If you’re looking for commodities that will scale well in the coming years, invest in property, because by 2020, the real estate sector in India is expected to be valued at a whopping $180 billion!
But before you invest, you need to do some research on its history. Without understanding the background and the financial cycles in play, you could lose a lot of money.
Rewind 13 years, and you’ll see that the realty market in India witnessed a rise between 2002 and 2007. Revenues, profits, and prices of property went through the roof, and it was a great time for everyone involved.
Until then, the government wasn’t too keen on allowing foreign direct investments, making them practically non-existent in India. But once the government decided to cut the investors some slack, and policies were changed, the funds started pouring in.
Thanks to this, in 2006, the real estate sector constituted 5.7% of the total GDP of the country!
The IT boom was another reason why the real estate sector was doing so well during this period.
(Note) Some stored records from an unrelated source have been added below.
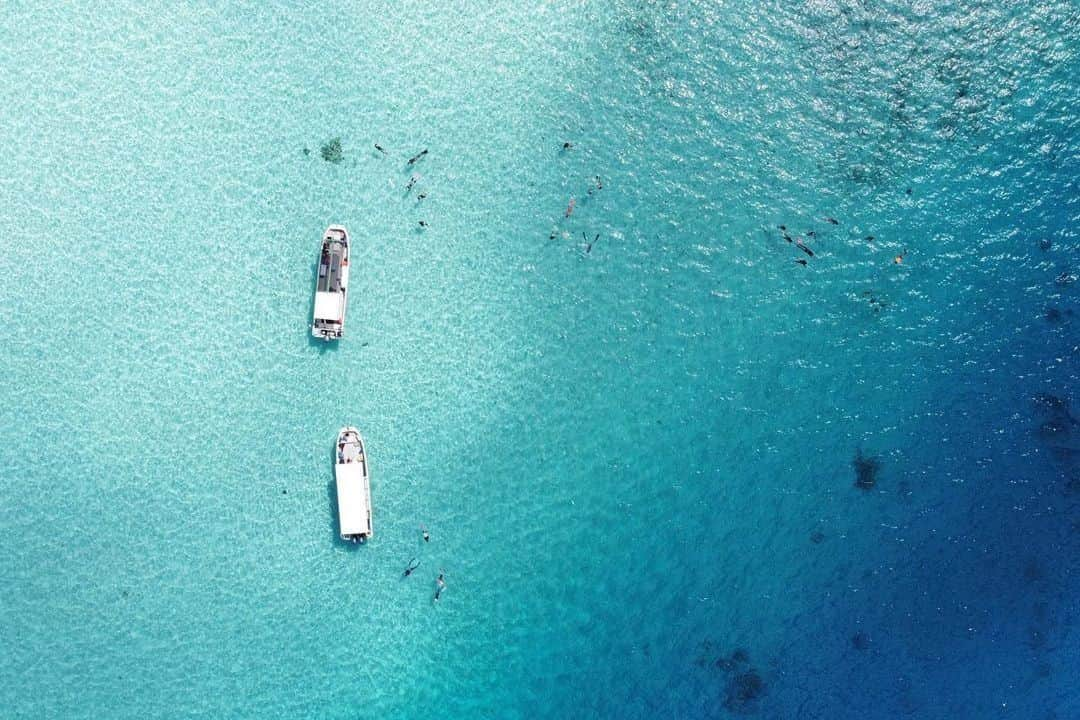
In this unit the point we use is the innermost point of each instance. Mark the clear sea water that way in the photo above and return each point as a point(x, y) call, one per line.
point(631, 431)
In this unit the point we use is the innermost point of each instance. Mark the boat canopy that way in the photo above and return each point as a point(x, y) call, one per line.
point(354, 513)
point(328, 306)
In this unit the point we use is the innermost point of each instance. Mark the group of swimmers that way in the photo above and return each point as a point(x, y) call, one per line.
point(414, 178)
point(811, 233)
point(414, 564)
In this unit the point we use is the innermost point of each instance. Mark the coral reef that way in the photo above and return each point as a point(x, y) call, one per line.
point(332, 151)
point(866, 470)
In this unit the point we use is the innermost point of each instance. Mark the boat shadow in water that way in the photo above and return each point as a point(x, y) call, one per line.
point(323, 345)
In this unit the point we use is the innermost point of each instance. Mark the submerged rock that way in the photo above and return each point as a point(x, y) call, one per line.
point(332, 151)
point(866, 470)
point(743, 691)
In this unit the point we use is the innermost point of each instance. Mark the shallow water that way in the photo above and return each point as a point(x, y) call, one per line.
point(631, 431)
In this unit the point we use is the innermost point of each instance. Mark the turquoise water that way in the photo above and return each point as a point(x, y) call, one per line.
point(634, 452)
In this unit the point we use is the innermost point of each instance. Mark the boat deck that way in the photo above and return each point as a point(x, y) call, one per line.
point(329, 267)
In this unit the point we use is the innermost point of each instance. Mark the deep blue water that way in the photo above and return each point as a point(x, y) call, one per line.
point(632, 431)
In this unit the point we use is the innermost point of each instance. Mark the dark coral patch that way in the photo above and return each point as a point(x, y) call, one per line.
point(743, 691)
point(866, 470)
point(332, 151)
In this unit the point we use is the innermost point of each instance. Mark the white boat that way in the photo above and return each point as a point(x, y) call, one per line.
point(332, 285)
point(354, 489)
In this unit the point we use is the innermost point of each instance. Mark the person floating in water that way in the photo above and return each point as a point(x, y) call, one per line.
point(440, 586)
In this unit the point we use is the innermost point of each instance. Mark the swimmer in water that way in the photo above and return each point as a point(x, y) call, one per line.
point(440, 586)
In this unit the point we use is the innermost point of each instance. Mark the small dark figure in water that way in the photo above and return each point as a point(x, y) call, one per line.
point(440, 586)
point(866, 470)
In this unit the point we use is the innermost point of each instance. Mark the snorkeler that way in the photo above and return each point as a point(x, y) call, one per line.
point(440, 586)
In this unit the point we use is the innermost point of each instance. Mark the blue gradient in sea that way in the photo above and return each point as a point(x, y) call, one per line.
point(632, 431)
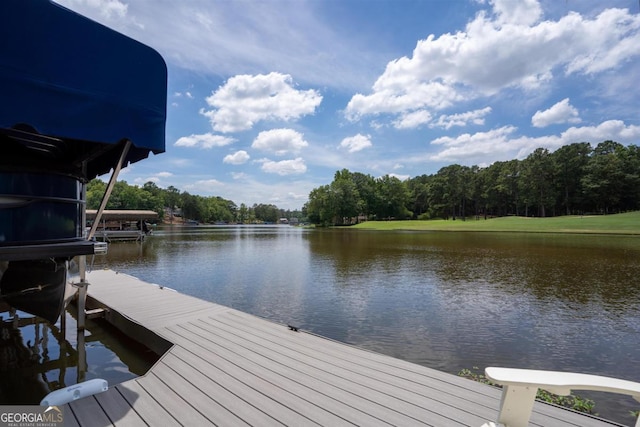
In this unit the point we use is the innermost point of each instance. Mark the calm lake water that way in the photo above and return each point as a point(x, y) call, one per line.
point(445, 300)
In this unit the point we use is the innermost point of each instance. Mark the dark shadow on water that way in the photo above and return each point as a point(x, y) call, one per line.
point(37, 357)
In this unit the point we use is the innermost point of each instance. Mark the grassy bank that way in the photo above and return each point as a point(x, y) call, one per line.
point(626, 223)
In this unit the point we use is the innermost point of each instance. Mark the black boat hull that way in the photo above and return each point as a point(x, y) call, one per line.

If you were working in the IT field, attractive pay packages would have empowered you to invest in the real estate market.
Thanks to economic growth, income began to increase across industries, and that left people with more funds to put back into the economy.
The Dark Age
2008 was the year the recession struck the Western world. It wouldn’t have been too bad if it had stayed there, but it hopped, skipped, and jumped across the pond to make its presence felt in India as well. The real estate market was hit by a truck.
In 2007, the RBI increased interest rates in the real estate sector to control inflation. That, coupled with the worldwide recession, heralded a steady decline in the realty market. Most major global players decided to either scale down, postpone, or cancel their plans of expansion in India.
Google, for example, had planned on leasing 5 lakh sq. feet of land in the Delhi NCR region, but after the recession, they changed their minds and made it 3 lakh sq. feet.
FDIs slowed to a trickle and many investors pulled out of India.
The Present Situation
Around the year 2010, India’s real estate market sprang back into form after the pressure of the recession and the global downturn.
In 2011, private equity funds were generous enough to invest $1700 million dollars in the industry, and India’s real estate market experienced a major upswing.
In 2012, the government, after a considerable amount of thought, made some changes in real estate policies. The reforms provided a lot more transparency, making it easier for you to buy a house. It also became a lot easier for developers to build.
Since then, the market prices have been gradually increasing. If you’re planning on making an investment, it’s safe to say that India’s real estate is a stable environment at the moment.
What You Need To Do
If you’re looking for a high return, real estate is one of the best choices.
It’s a lot more stable than mutual fund investments, and you’ll reap massive profits in the long run.
But don’t throw caution to the winds and dive into the market. Observe the market constantly so that you can take advantage of trends as they unfold.